Ces auteurs libanais d’expression française illustrent parfaitement l’immense potentiel de la francophonie, la « littérature en français » ne se limitant pas à nos écrivains hexagonaux. Bien sûr, le Liban, étant un pays arabophone, a une imposante littérature en langue arabe. La présence de la France dans cette région du monde a toutefois permis de diffuser la langue française au côté de l’arabe. Avant la crise économique très importante que connaît le Liban, le pays a longtemps été le plus prolifique du monde arabe dans le secteur de l’édition.

Zeina Abirached, auteure de bandes-dessinées

Le français a permis à de tels auteurs d’avoir un regard extérieur sur leur pays et de pouvoir le raconter.

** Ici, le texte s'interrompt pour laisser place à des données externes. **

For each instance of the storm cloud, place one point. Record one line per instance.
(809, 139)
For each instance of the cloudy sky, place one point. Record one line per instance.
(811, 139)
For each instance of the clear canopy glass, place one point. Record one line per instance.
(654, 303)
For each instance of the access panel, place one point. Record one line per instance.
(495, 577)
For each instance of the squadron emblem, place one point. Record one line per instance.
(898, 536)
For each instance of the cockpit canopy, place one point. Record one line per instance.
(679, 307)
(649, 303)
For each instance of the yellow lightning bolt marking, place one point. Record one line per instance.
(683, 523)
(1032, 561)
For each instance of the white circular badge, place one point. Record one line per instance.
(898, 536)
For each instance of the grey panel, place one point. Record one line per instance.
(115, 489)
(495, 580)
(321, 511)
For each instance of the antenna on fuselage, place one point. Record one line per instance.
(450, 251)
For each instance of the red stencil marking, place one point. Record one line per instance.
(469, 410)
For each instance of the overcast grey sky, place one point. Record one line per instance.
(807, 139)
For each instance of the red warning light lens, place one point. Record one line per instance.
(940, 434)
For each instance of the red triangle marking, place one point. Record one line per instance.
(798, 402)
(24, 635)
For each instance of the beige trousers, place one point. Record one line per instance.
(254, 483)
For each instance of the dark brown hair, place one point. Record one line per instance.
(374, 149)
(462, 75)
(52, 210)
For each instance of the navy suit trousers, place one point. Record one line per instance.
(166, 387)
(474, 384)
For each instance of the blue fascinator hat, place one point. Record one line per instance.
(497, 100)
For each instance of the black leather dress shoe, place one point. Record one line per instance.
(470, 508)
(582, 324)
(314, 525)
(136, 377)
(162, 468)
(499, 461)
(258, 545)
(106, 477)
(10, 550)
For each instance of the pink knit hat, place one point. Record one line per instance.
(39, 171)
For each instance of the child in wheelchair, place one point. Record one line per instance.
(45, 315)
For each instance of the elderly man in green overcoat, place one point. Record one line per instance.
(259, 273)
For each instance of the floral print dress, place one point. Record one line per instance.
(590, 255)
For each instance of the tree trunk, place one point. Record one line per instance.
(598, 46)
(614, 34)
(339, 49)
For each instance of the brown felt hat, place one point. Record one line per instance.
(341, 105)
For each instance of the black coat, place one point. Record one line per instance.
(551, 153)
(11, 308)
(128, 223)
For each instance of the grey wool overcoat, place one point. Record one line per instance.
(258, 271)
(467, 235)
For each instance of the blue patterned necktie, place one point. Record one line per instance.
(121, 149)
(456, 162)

En effet, leurs textes, romans biographiques, essais, pièces de théâtre, sont parcourus par les sujets qui hantent le Liban : l’identité, le territoire et la guerre sont des thèmes majeurs de cette littérature. Les récits écrits en français nous donnent accès à leurs expériences, à leurs réflexions, à leurs identités.

Ce sont des thématiques, certes complexes, mais abordées également en bande-dessinée, comme l’illustre parfaitement la dessinatrice franco-libanaise Zeina Abirached dans son chef-d’oeuvre Mourir, partir, revenir – Le jeu des hirondelles.

A son arrivée en France, Zeina Abirached trouve la distance suffisante pour réfléchir à son passé, à son pays, à sa ville, Beyrouth. Le thème de la guerre est fondamental dans son travail puisque ce sujet, difficile, lui permet d’aborder sans concession son enfance, douloureuse et malgré tout pleine d’espérance. Son travail montre très bien la réalité destructrice de la guerre perçue par les yeux d’une enfant, les yeux de la petite Zeina Abirached.

Son roman graphique Mourir, Partir, Revenir – Le jeu des hirondelles est à notre avis, son œuvre la plus percutante. Zeina Abirached raconte que c’est en regardant tout à fait par hasard, une vidéo d’archive de l’INA (Institut National de l’Audiovisuel) avec le témoignage d’une femme qui évoque la guerre au Liban qu’elle découvre que cette femme était en réalité sa grand-mère. Cette découverte la mène à une réflexion sur son histoire familiale avec cette grand- mère qui ne parlait jamais de la guerre, symbole d’un pays en proie au mutisme. Cette histoire intime se mêle à la grande histoire nationale libanaise. La bande dessinée a permis de redonner une voix et un visage aux victimes de la guerre.

Grâce au noir et blanc, Zeina Abirached représente avec beaucoup de simplicité l’enfant qu’elle était pendant la Guerre Civile libanaise, qui a un impact sur la vie de tous les habitants. Elle raconte la vie de sa famille et celle de ses voisins auxquels on s’attache et qui deviennent en quelque sorte nos propres voisins.

Les différentes scènes de vie qu’elle dessine se passent majoritairement dans l’appartement familial, où voisins, amis, invités, viennent aux nouvelles ou se réfugier. Un espace certes très petit mais rempli de personnes et de vie ; un contraste flagrant avec la guerre qui fait rage à quelques pas de cet abri.

Dans cet ouvrage, tout fait sens jusque dans le titre Mourir, Partir, Revenir – Le jeu des hirondelles. Elle explique d’ailleurs à la fin de son roman graphique comment elle a trouvé ce titre : ce sont des mots qu’elle voit écrits sur un mur à Beyrouth et qui la hantent.

Cette BD d’une tendresse foudroyante est profondément influencé par la littérature française. D’abord, il y a Cyrano de Bergerac, qu’un voisin lui lit dès que l’occasion se présente, et qui représente ces beaux moments de partage qui apportent lumière et chaleur dans un monde qui éclate. Ces moments sont le reflet de ce qu’est la lecture : une aventure humaine et de transmission, un rite qui fédère et qui unit.

Ensuite, il y a bien évidemment l’ombre de Georges Perec, qui flotte au-dessus de Mourir, Partir, Revenir – Le jeu des hirondelles. En effet, comment ne pas songer à La Vie mode d’emploi, qui raconte des tranches de vies dont le décor se résume à un immeuble dont on a enlevé la façade lorsque l’on découvre la construction narratologique qu’emploie Zeina Abirached dans cette BD ?

L’autrice a d’ailleurs souvent clamé son admiration pour l’écrivain français, obsédé par le souvenir d’enfance, et dont la famille a été victime de « l’Histoire avec sa grande hache ».